Angeachtet dessen musst du dir doch auch eigentlich nur die Versionsnummer merken, nicht den ganzen Zustand?!


----------



## rmacher01 (3. Sep 2015)

stg hat gesagt.:


> Berücksichtigt deine equals-Methode das Version-Field? Beziehungweise die geänderten Attribute?
> 
> Falls nein, dann hast du darin deine Antwort gefunden. Es gibt keinen Grund "gleiches" mit "gleichem" zu ersetzen. Da kann man sich die mitunter relativ teure Serialisierung sparen.
> 
> Angeachtet dessen musst du dir doch auch eigentlich nur die Versionsnummer merken, nicht den ganzen Zustand?!

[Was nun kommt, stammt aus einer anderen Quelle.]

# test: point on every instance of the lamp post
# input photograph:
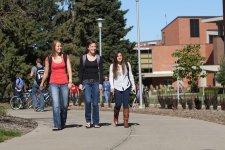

Vielen Dank, genau das war es 

Ich war der Meinung, dass im Fall, dass für ein bestehendes Key ein neues Objekt kommt, das bestehende Objekt ohne wenn und aber ersetzt wird und eine Überprüfung auf Gelichkeit gar nicht durchgeführt wird. So habe ich an die Implementierung der Methode 'equals' gar nicht gedacht. Aber, da war ich halt auf dem Holzweg ...


----------